The costs of genetic testing were falling, while coverage continued to increase. Currently, an individual could have their entire genetic code sequenced for around $4000, an amount that could fall to merely hundreds of dollars in the next five years.

"Several home testing kits are already available to help individuals self-diagnose significant diseases, without the need to directly involve or inform any medical practitioner, creating several challenges for life underwriters," Browne said.

As home genetic testing encompassed more diseases, underwriters would have to revise corresponding medical guidelines and look to policy changes to minimise the anti-selection risk.

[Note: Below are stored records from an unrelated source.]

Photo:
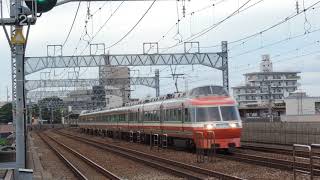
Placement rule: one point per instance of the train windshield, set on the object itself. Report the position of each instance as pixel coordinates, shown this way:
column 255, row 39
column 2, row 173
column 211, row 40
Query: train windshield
column 205, row 114
column 229, row 113
column 209, row 90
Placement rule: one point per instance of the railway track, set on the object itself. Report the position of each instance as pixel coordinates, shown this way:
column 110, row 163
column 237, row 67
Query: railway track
column 282, row 151
column 268, row 161
column 174, row 167
column 73, row 167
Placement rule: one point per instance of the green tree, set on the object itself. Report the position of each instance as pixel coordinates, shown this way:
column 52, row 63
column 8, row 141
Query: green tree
column 51, row 107
column 6, row 113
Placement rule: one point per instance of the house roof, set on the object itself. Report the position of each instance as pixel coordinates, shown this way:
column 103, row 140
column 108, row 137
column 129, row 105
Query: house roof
column 273, row 72
column 6, row 128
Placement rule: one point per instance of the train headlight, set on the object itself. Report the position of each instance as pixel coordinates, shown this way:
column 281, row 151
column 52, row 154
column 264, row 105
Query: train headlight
column 233, row 125
column 209, row 126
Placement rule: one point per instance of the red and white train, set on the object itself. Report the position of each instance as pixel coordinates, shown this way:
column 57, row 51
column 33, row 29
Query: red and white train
column 191, row 117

Human cloning, stem cell therapy, genetically-engineered 'designer' babies and other similar genetic advances would also challenge underwriters.

Nanotechnology and nano-medicine were helping early prevention, diagnosis and treatment of many cancers, which currently constituted a significant burden of disease among the Australian population.

Over the longer-term, nano-medicine would affect several insurance products, Browne said.

Trauma insurance products would need rethinking, especially the core trauma benefits covering cancers and heart disease, which were the current focus of nano-medical research.

Better diagnostic tools could improve trauma claims experience, as a result of advances in the screening and diagnosis of several cancers at the early (pre-cancerous) stage, before they progress to a malignant tumour.

On the other hand, enhanced tools could also have a cumulative effect of increasing the overall number of diagnosed cancers, possibly adversely impacting trauma claims experience.

Through data analytics and predictive modelling, insurers could tap-into 'big data' to develop and offer innovative and compelling new products.

Already, general insurers had evolved their pricing models to better segment the more attractive risks through discounts and loadings to see how data could be further used in life insurance.